10-12-2010 11:15 AM - edited 03-06-2019 01:28 PM
I'm using IP SLA to switch internet to backup connection when the main ISP goes down.
Unfortunately the SLA removes route map every 60 seconds and add this route even if the main ISP is not working.
In this case I have internet for 60 sec. trough backup and for 60 sec internet is gone.
This process going to be periodically.
Bebug below:
000764: *Jun 24 19:19:01.748 Berlin: %SYS-5-CONFIG_I: Configured from console by xxx on vty0 (192.168.3.110)
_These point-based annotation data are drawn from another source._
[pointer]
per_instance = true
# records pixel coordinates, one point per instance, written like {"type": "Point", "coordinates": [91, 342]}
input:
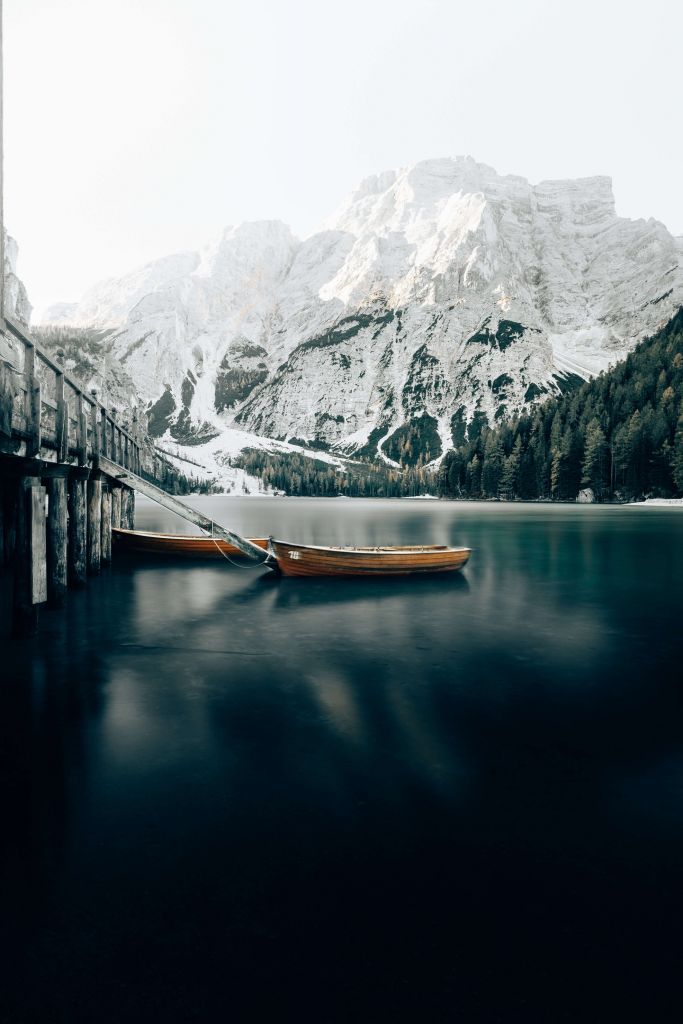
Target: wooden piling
{"type": "Point", "coordinates": [57, 532]}
{"type": "Point", "coordinates": [30, 568]}
{"type": "Point", "coordinates": [116, 506]}
{"type": "Point", "coordinates": [94, 522]}
{"type": "Point", "coordinates": [127, 508]}
{"type": "Point", "coordinates": [78, 526]}
{"type": "Point", "coordinates": [105, 524]}
{"type": "Point", "coordinates": [2, 525]}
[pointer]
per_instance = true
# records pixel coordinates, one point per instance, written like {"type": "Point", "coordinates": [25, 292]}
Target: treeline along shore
{"type": "Point", "coordinates": [621, 435]}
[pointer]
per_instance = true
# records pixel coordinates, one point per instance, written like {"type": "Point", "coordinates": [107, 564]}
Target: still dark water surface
{"type": "Point", "coordinates": [231, 797]}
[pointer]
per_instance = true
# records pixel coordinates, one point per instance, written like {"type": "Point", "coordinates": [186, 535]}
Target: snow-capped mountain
{"type": "Point", "coordinates": [16, 300]}
{"type": "Point", "coordinates": [437, 298]}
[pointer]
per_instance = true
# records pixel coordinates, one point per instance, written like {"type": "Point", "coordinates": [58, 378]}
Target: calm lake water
{"type": "Point", "coordinates": [231, 797]}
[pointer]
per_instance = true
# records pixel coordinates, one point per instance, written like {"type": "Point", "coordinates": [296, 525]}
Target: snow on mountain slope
{"type": "Point", "coordinates": [16, 300]}
{"type": "Point", "coordinates": [437, 296]}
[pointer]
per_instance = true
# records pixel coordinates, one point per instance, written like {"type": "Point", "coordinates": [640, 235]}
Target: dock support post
{"type": "Point", "coordinates": [127, 508]}
{"type": "Point", "coordinates": [116, 506]}
{"type": "Point", "coordinates": [94, 523]}
{"type": "Point", "coordinates": [78, 525]}
{"type": "Point", "coordinates": [105, 524]}
{"type": "Point", "coordinates": [57, 530]}
{"type": "Point", "coordinates": [31, 569]}
{"type": "Point", "coordinates": [2, 525]}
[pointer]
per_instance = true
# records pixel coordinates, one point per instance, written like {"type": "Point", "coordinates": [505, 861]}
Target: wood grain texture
{"type": "Point", "coordinates": [177, 545]}
{"type": "Point", "coordinates": [305, 560]}
{"type": "Point", "coordinates": [38, 542]}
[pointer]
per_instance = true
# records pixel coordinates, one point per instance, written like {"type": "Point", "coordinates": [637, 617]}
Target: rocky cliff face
{"type": "Point", "coordinates": [437, 298]}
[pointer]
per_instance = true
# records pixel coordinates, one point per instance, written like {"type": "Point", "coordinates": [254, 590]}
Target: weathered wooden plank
{"type": "Point", "coordinates": [81, 431]}
{"type": "Point", "coordinates": [7, 392]}
{"type": "Point", "coordinates": [61, 420]}
{"type": "Point", "coordinates": [105, 524]}
{"type": "Point", "coordinates": [33, 404]}
{"type": "Point", "coordinates": [94, 523]}
{"type": "Point", "coordinates": [25, 611]}
{"type": "Point", "coordinates": [116, 507]}
{"type": "Point", "coordinates": [173, 505]}
{"type": "Point", "coordinates": [38, 544]}
{"type": "Point", "coordinates": [57, 531]}
{"type": "Point", "coordinates": [77, 554]}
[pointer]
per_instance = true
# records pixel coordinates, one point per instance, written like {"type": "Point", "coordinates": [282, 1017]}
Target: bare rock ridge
{"type": "Point", "coordinates": [436, 299]}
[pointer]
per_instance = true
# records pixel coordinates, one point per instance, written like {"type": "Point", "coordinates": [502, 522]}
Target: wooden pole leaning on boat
{"type": "Point", "coordinates": [184, 511]}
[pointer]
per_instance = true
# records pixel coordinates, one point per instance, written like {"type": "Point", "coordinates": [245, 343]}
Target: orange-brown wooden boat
{"type": "Point", "coordinates": [307, 560]}
{"type": "Point", "coordinates": [179, 545]}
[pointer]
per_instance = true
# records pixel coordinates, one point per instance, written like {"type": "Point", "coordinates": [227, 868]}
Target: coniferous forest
{"type": "Point", "coordinates": [620, 434]}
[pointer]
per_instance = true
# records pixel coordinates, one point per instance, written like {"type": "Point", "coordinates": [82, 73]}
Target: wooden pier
{"type": "Point", "coordinates": [65, 461]}
{"type": "Point", "coordinates": [69, 472]}
{"type": "Point", "coordinates": [56, 506]}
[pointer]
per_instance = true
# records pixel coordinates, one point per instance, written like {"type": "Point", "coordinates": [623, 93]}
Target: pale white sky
{"type": "Point", "coordinates": [137, 128]}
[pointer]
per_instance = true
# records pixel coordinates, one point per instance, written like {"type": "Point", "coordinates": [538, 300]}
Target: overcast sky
{"type": "Point", "coordinates": [136, 128]}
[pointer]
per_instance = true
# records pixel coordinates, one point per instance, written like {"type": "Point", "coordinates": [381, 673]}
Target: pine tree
{"type": "Point", "coordinates": [594, 468]}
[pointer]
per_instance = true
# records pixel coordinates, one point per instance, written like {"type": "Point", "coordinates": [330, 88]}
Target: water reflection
{"type": "Point", "coordinates": [349, 780]}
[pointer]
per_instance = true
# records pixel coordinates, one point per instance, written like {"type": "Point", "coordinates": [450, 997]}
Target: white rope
{"type": "Point", "coordinates": [240, 565]}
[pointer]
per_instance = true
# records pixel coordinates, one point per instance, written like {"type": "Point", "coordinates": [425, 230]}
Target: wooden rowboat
{"type": "Point", "coordinates": [307, 560]}
{"type": "Point", "coordinates": [179, 545]}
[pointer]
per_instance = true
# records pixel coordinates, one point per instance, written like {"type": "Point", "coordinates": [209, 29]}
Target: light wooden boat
{"type": "Point", "coordinates": [179, 545]}
{"type": "Point", "coordinates": [307, 560]}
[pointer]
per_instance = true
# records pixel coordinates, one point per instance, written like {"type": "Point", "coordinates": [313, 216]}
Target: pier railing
{"type": "Point", "coordinates": [49, 410]}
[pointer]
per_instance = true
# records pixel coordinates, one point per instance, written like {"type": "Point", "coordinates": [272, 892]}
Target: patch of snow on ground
{"type": "Point", "coordinates": [668, 502]}
{"type": "Point", "coordinates": [210, 461]}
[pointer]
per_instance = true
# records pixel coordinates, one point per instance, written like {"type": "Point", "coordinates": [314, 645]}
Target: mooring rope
{"type": "Point", "coordinates": [240, 565]}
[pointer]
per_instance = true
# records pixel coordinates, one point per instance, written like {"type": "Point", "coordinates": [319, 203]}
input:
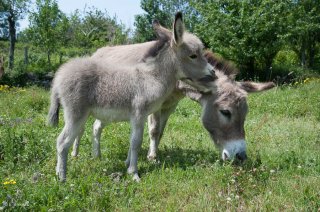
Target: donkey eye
{"type": "Point", "coordinates": [194, 56]}
{"type": "Point", "coordinates": [226, 113]}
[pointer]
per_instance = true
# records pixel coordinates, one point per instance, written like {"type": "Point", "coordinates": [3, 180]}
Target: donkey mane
{"type": "Point", "coordinates": [220, 64]}
{"type": "Point", "coordinates": [163, 37]}
{"type": "Point", "coordinates": [156, 48]}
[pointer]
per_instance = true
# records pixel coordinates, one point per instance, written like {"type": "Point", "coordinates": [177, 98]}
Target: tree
{"type": "Point", "coordinates": [163, 11]}
{"type": "Point", "coordinates": [247, 31]}
{"type": "Point", "coordinates": [47, 26]}
{"type": "Point", "coordinates": [304, 33]}
{"type": "Point", "coordinates": [13, 10]}
{"type": "Point", "coordinates": [95, 28]}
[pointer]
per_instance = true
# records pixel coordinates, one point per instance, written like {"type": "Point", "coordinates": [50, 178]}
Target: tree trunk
{"type": "Point", "coordinates": [303, 54]}
{"type": "Point", "coordinates": [311, 52]}
{"type": "Point", "coordinates": [268, 67]}
{"type": "Point", "coordinates": [26, 60]}
{"type": "Point", "coordinates": [250, 69]}
{"type": "Point", "coordinates": [49, 57]}
{"type": "Point", "coordinates": [12, 38]}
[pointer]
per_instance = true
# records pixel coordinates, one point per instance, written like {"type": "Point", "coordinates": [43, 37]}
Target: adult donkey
{"type": "Point", "coordinates": [126, 91]}
{"type": "Point", "coordinates": [223, 111]}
000765: *Jun 24 19:19:06.681 Berlin: IP SLAs(1) Scheduler: saaSchedulerEventWakeup
000766: *Jun 24 19:19:06.681 Berlin: IP SLAs(1) Scheduler: Starting an operation
000767: *Jun 24 19:19:06.681 Berlin: IP SLAs(1) echo operation: Sending an echo operation - destAddr=194.204.152.34, sAddr=192.168.153.10
000768: *Jun 24 19:19:06.681 Berlin: IP SLAs(1) echo operation: Sending ID: 12
000769: *Jun 24 19:19:06.765 Berlin: IP SLAs(1) echo operation: RTT=83
000770: *Jun 24 19:19:06.765 Berlin: IP SLAs(1) Scheduler: Updating result
000771: *Jun 24 19:19:06.765 Berlin: IP SLAs(1) Scheduler: start wakeup timer, delay = 59913
000772: *Jun 24 19:19:10.645 Berlin: %TRACKING-5-STATE: 123 ip sla 1 reachability Down->Up
000773: *Jun 24 19:20:06.680 Berlin: IP SLAs(1) Scheduler: saaSchedulerEventWakeup
000774: *Jun 24 19:20:06.680 Berlin: IP SLAs(1) Scheduler: Starting an operation
000775: *Jun 24 19:20:06.680 Berlin: IP SLAs(1) echo operation: Sending an echo operation - destAddr=194.204.152.34, sAddr=80.153.64.40
000776: *Jun 24 19:20:06.680 Berlin: IP SLAs(1) echo operation: Sending ID: 12
000777: *Jun 24 19:20:11.681 Berlin: IP SLAs(1) echo operation: Timeout - destAddr=194.204.152.34, sAddr=80.153.64.40
000778: *Jun 24 19:20:11.681 Berlin: IP SLAs(1) Scheduler: Updating result
000779: *Jun 24 19:20:11.681 Berlin: IP SLAs(1) Scheduler: start wakeup timer, delay = 54997
000780: *Jun 24 19:20:15.653 Berlin: %TRACKING-5-STATE: 123 ip sla 1 reachability Up->Down
Solved! Go to Solution.
10-12-2010 11:55 AM
The ip address 194.204.152.34 is being used to test the reachability. Once the route has failed over to other internet connection is this address pingable because if it just an address on the internet then it may well be ie it may be pingable by the secondary internet connection. That does look like what is happening. If it is pingable then the router will then try and install the original route.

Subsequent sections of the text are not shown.